Comeback bei Chrysler?
Bernhard ist zurück

In der jüngsten Vergangenheit war es still geworden um Wolfgang Bernhard, den zweifach glücklosen Automanager. Sowohl bei Volkswagen, als auch bei Daimler war er bei der Postenverteilung übergangen worden. Nun heuert er offenbar beim Finanzinvestor Cerberus an. Der will Chrysler kaufen. Und dort kennt sich Bernhard bestens aus.

HB/ebe/mwb FRANKFURT. Bernhard habe kürzlich einen Beratervertrag bei Cerberus unterschrieben, sagte eine mit der Angelegenheit vertraute Person am Mittwoch gegenüber der Nachrichtenagentur Reuters. Auch die „Financial Times“ berichtet in ihrer Mittwochsausgabe über die Personalie. Cerberus wollte das nicht kommentieren.

Gemeinsam mit dem jetzigen Konzernchef Dieter Zetsche hatte Bernhard den US-Autobauer vor Jahren saniert: Zetsche als Chrysler-Chef, Bernhard als Verantwortlicher für die Produktion. Bernhard beendete seine Karriere im Daimler-Chrysler-Konzern jedoch, nachdem er 2004 den Sprung an die Spitze von Mercedes verfehlte. Er wechselte zu Volkswagen, wo er die Kernmarke VW führte – und sanierte. Er galt schon bald als heißer Nachfolgekandidat für den damaligen VW-Konzernchef Bernd Pischetsrieder. Als dieser gehen musste, bekam aber Audi-Chef Martin Winterkorn den Posten. Der übergangene Bernhard zog die Konsequenzen und dankte wie schon bei Daimler-Chrysler ab.
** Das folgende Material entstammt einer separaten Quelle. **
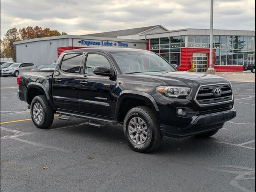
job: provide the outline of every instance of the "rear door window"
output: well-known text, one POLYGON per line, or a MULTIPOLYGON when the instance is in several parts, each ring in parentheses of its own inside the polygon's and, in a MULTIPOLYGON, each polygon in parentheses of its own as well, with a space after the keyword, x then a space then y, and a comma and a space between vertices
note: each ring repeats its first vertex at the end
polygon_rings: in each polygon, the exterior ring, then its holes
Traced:
POLYGON ((62 59, 60 70, 66 73, 78 74, 83 54, 76 53, 65 55, 62 59))

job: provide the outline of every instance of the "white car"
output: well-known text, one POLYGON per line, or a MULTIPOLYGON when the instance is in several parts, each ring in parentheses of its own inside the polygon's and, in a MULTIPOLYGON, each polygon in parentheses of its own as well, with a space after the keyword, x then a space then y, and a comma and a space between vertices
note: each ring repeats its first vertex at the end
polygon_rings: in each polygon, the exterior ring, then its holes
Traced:
POLYGON ((34 63, 31 62, 14 63, 9 67, 3 69, 1 74, 4 77, 13 76, 17 77, 20 71, 30 71, 32 69, 37 68, 34 63))

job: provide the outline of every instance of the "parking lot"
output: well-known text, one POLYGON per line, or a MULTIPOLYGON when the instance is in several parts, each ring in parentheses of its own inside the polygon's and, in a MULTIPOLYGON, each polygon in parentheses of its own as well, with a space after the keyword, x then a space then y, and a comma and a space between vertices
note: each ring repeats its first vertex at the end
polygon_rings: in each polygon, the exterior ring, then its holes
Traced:
POLYGON ((164 137, 150 154, 130 149, 120 125, 98 128, 56 117, 50 129, 36 128, 17 97, 16 78, 1 77, 1 191, 255 191, 255 74, 250 75, 252 82, 232 82, 237 116, 217 134, 164 137))

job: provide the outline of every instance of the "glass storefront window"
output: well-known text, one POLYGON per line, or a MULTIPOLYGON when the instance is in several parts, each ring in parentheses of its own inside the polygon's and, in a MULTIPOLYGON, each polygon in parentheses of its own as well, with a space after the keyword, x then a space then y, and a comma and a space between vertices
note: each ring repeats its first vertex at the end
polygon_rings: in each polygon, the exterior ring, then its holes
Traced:
POLYGON ((170 54, 170 63, 180 65, 180 53, 172 53, 170 54))
POLYGON ((168 62, 169 62, 169 53, 163 53, 163 54, 160 54, 160 56, 162 56, 162 57, 163 57, 165 59, 166 59, 167 61, 168 62))
POLYGON ((220 65, 226 65, 226 53, 221 53, 220 65))
POLYGON ((244 48, 244 36, 238 36, 238 49, 243 49, 244 48))
POLYGON ((202 43, 202 36, 196 35, 195 36, 195 47, 201 47, 202 43))
POLYGON ((150 49, 158 49, 159 48, 159 39, 150 39, 150 49))
POLYGON ((232 54, 228 53, 227 54, 227 65, 232 65, 232 54))
POLYGON ((233 36, 233 40, 232 41, 232 48, 233 49, 238 49, 238 36, 233 36))
POLYGON ((248 50, 255 50, 254 37, 248 37, 248 50))
POLYGON ((237 65, 238 55, 238 54, 232 55, 232 65, 237 65))
POLYGON ((248 50, 248 36, 244 36, 244 47, 243 50, 248 50))
POLYGON ((171 47, 170 48, 176 48, 180 47, 180 36, 172 37, 170 38, 171 41, 171 47))
POLYGON ((220 47, 222 49, 227 48, 227 37, 226 36, 220 36, 220 47))
POLYGON ((165 49, 170 48, 170 39, 164 38, 160 39, 160 48, 165 49))
POLYGON ((194 47, 195 46, 194 37, 193 36, 189 35, 188 36, 188 46, 194 47))
POLYGON ((185 47, 185 41, 186 37, 185 36, 181 36, 181 47, 185 47))
POLYGON ((232 42, 233 42, 233 37, 232 36, 228 36, 227 37, 227 48, 228 49, 232 48, 232 42))
POLYGON ((238 65, 244 65, 244 54, 238 54, 238 65))
POLYGON ((214 36, 214 48, 219 49, 220 48, 220 36, 219 36, 218 35, 214 36))
POLYGON ((208 36, 203 35, 202 36, 202 48, 208 47, 208 36))
POLYGON ((220 54, 219 53, 215 53, 215 57, 214 65, 220 65, 220 54))

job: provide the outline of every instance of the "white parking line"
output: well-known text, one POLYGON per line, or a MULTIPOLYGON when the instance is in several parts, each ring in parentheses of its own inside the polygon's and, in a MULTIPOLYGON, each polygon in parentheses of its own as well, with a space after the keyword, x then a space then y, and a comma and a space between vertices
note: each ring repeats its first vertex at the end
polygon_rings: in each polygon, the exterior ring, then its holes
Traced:
POLYGON ((247 146, 242 146, 242 145, 240 145, 240 144, 235 144, 234 143, 228 143, 227 142, 224 142, 223 141, 212 141, 212 142, 214 142, 215 143, 222 143, 222 144, 226 144, 227 145, 232 145, 232 146, 236 146, 236 147, 242 147, 242 148, 246 148, 246 149, 252 149, 252 150, 255 150, 255 148, 254 148, 253 147, 247 147, 247 146))
POLYGON ((248 104, 248 105, 255 105, 255 104, 252 104, 252 103, 244 103, 243 102, 239 102, 239 101, 235 101, 235 102, 236 102, 236 103, 242 103, 243 104, 248 104))
POLYGON ((255 125, 255 123, 235 123, 234 122, 232 122, 232 121, 227 121, 229 123, 232 123, 233 124, 237 124, 239 125, 255 125))
POLYGON ((247 144, 249 144, 251 143, 253 143, 254 142, 255 142, 255 139, 254 139, 253 140, 252 140, 251 141, 248 141, 247 142, 245 142, 243 143, 241 143, 240 144, 238 144, 238 145, 239 145, 240 146, 243 146, 244 145, 246 145, 247 144))

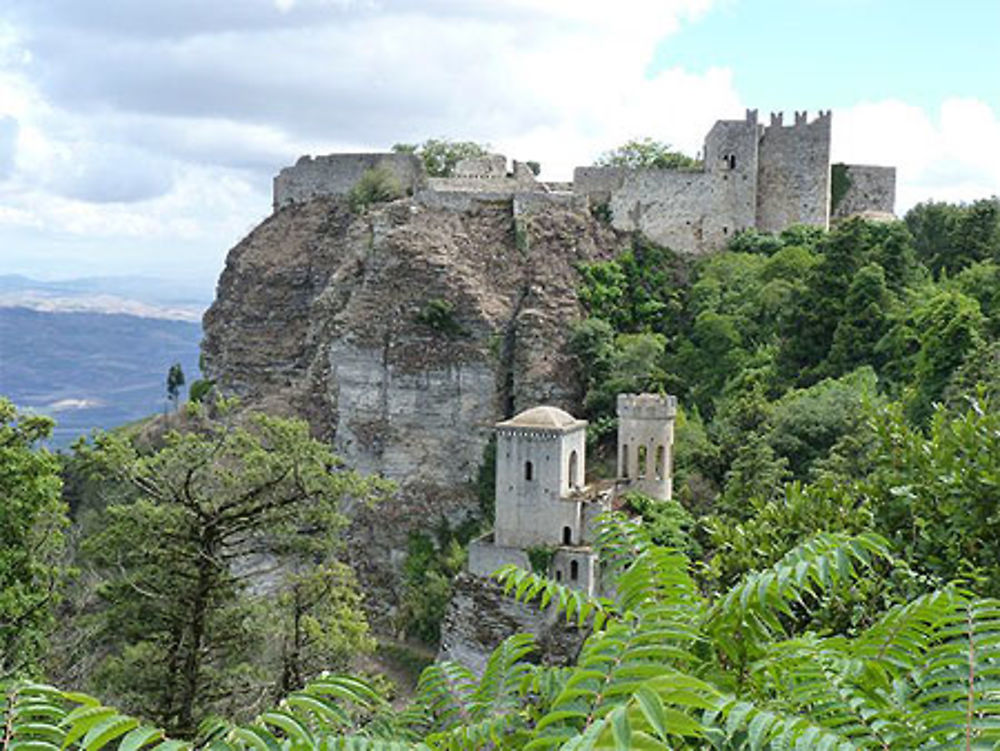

Investoren buhlen um Chrysler

Nun könnte der 46-jährige Bernhard eine zweite Chance bei Chrysler bekommen. Denn die Wahrscheinlichkeit steigt, dass der jetzt wieder defizitäre US-Autobauer bald in den Armen von Finanzinvestoren landet. Mehrere Private-Equity-Firmen hätten in der Vorwoche Gespräche mit dem Chrysler-Management geführt und dabei Vertraulichkeitserklärungen unterzeichnet, heißt es in Unternehmenskreisen. Mit ersten Geboten werde bis Ende März gerechnet, berichtete zudem das „Wall Street Journal“ am Dienstag unter Berufung auf informierte Kreise. Die Stuttgarter Konzernzentrale von Daimler-Chrysler wollte keine Angaben machen, weder zu Interessenten noch zum Zeitplan.

Zu den Interessenten gehören neben Cerberus Capital Management ein von Blackstone und Centerbridge Partners angeführtes Konsortium. Die Finanzinvestoren erhalten nun erstmals detaillierte Einblicke in die Finanzen und die Produktplanung von Chrysler. Auch der kanadische Autozulieferer Magna könnte sich nach Einschätzung von Analysten Finanzinvestoren ins Boot holen, um einen möglichen Kauf von Chrysler zu stemmen. Branchenkreisen zufolge hat Magna bereits Gespräche mit Autogewerkschaften aus den USA und Kanada geführt und seine Ambitionen kundgetan. Magna-Gründer Frank Stronach hatte vergangene Woche einer kanadischen Zeitung bestätigt, es werde ein Treffen geben. Es sei aber noch zu früh, um zu sagen, ob Magna für Chryslerbieten werde. Der Zulieferer gilt seit längerem als Kandidat. Magna macht etwa ein Viertel seines Umsatzes mit Daimler-Chrysler, etwa die Hälfte wiederum davon mit Chrysler.